Filistin'e destek yürüyüşünde elinde Kelime-i Tevhid bayrağı vatandaşa yumruk atan Ege Akersoy, hakim karşısına çıktı.
Ege Akersoy, İsmail Aydemir’e attığı yumruk sonrası hakim karşısında şu ifadeleri kullandı:
‘’Bunun yanlış olduğunu biliyorum, olay sebebiyle pişmanım da. Sözlü tartışma olarak başlayıp böyle bitmesi gerekirdi. Bunun bana yakışmadığının farkındayım’’ dedi.

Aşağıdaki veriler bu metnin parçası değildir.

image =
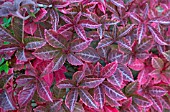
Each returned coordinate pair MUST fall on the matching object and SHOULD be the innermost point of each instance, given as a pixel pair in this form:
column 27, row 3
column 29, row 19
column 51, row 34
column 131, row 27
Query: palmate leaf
column 26, row 94
column 91, row 82
column 157, row 91
column 112, row 92
column 99, row 96
column 44, row 91
column 6, row 102
column 72, row 59
column 132, row 87
column 34, row 42
column 78, row 45
column 89, row 55
column 116, row 79
column 87, row 98
column 157, row 36
column 54, row 39
column 71, row 99
column 109, row 69
column 157, row 63
column 46, row 52
column 125, row 71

Duruşmada savunma yapan sanık Ege Akersoy, kimlik tespitinde elektrik mühendisliği mezunu olduğunu ve şu anda çalışmadığını belirterek, "Olaydan bir gün önce arkadaşımda kalmıştım, ertesi gün de evime gidiyordum. Haliç metro civarında tesadüfen İsmail beyi gördüm. Kendisini gördüğümde elinde yeşil üzerinde ne yazdığını bilmediğim Arapça bir bayrağı sallıyordu. Türk bayrağı da yoktu. Kendisine, 'sen Türk değil misin şu an hassas zamanlardayız' dedim. Bu olaydan önce Arabistan'da oynanmak istenen Galatasaray-Fenerbahçe maçında ülkemizin kurucu önderinin isminin anılmasından ve İstiklal Marşı'mızın okutulmasından rahatsız olmalarından dolayı ben bu bayrağın Türkiye içerisinde dalgalandırılmasından rahatsız oldum. Yine bu olaydan çok kısa bir süre önce 12 askerimizin şehit olmasından dolayı ülkemizde yalnızca Türk bayrağının dalgalandırılması gerektiğini düşündüm. Bunu sözlü olarak ifade ettim. Bana 'sana ne, istediğimi taşırım' deyince gerginlik oldu’’ dedi.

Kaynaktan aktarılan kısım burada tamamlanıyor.